The `id` field contains a unique ID string for the task.

### Spec

The `spec` field contains the specification for the task. This is a part of the
service spec, which is copied to the task object when the task is created. The
spec is entirely specified by the user through the service spec. It will never
be modified by the system.

### Service ID

`service_id` links a task to the associated service. Tasks link back to the
service that created them, rather than services maintaining a list of all
associated tasks. Generally, a service's tasks are listed by querying for tasks
where service_id has a specific value. In some cases, there are tasks that exist
independent of any service. These do not have a value set in `service_id`.

### Slot

`slot` is used for replicated tasks to identify which slot the task satisfies.
The slot model is discussed in more detail below.

### Node ID

`node_id` assigns the task to a specific node. This is used by both replicated
tasks and global tasks. For global tasks, the node ID is assigned when the task
is first created. For replicated tasks, it is assigned by the scheduler when
the task gets scheduled.

### Status

`status` contains *observed* state of the task as reported by the agent. The
most important field inside `status` is `state`, which indicates where the task
is in its lifecycle (assigned, running, complete, and so on). The status
information in this field may become out of date if the node that the task is
assigned to is unresponsive. In this case, it's up to the orchestrator to
replace the task with a new one.

### Desired state

Desired state is the state that the orchestrator would like the task to progress
to. This field provides a way for the orchestrator to control when the task can
advance in state. For example, the orchestrator may create a task with desired
state set to `READY` during a rolling update, and then advance the desired state
to `RUNNING` once the old task it is replacing has stopped. This gives it a way
to get the new task ready to start (for example, pulling the new image), without
actually starting it.

## Properties of tasks

A task is a "one-shot" execution unit. Once a task stops running, it is never
executed again. A new task may be created to replace it.
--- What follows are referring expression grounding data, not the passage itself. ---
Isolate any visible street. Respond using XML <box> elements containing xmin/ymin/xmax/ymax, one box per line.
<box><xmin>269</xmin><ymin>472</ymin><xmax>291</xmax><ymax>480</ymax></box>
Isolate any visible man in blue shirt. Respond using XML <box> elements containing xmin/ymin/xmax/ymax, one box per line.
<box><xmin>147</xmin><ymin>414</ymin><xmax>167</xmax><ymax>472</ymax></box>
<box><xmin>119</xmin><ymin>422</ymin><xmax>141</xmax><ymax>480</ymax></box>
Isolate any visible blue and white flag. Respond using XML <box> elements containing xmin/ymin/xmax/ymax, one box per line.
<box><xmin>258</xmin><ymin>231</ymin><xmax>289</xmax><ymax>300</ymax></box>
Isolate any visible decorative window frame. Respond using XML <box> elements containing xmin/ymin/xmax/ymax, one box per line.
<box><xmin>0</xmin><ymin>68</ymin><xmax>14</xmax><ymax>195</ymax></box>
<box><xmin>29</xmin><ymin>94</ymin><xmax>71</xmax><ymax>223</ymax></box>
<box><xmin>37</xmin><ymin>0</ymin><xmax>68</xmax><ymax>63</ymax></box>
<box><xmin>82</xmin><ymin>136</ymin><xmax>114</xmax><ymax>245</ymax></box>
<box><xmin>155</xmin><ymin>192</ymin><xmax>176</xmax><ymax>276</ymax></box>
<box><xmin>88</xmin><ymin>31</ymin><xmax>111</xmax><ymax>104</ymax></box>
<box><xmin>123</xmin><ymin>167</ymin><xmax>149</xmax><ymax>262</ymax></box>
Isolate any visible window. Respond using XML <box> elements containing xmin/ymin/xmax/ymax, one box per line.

Tasks states are changed in a monotonic progression. Tasks may move to states
beyond the current state, but their states may never move backwards.

## Task history

Once a task stops running, the task object is not necessarily removed from the
distributed data store. Generally, a few historic tasks for each slot of each
service are retained to provide task history. The task reaper will garbage
collect old tasks if the limit of historic tasks for a given slot is reached.
Currently, retention of containers on the workers is tied to the presence of the
old task objects in the distributed data store, but this may change in the
future.

## Task lifecycle

Tasks are created by the orchestrator. They may be created for a new service, or
to scale up an existing service, or to replace tasks for an existing service
that are no longer running for whatever reason. The orchestrator creates tasks
in the `NEW` state.

Tasks next run through the allocator, which allocate resources such as network
attachments which are necessary for the tasks to run. When the allocator has
processed a task, it moves the task to the `PENDING` state.

The scheduler takes `PENDING` tasks and assigns them to nodes (or verifies
that the requested node has the necessary resources, in the case of global
services' tasks). It changes their state to `ASSIGNED`.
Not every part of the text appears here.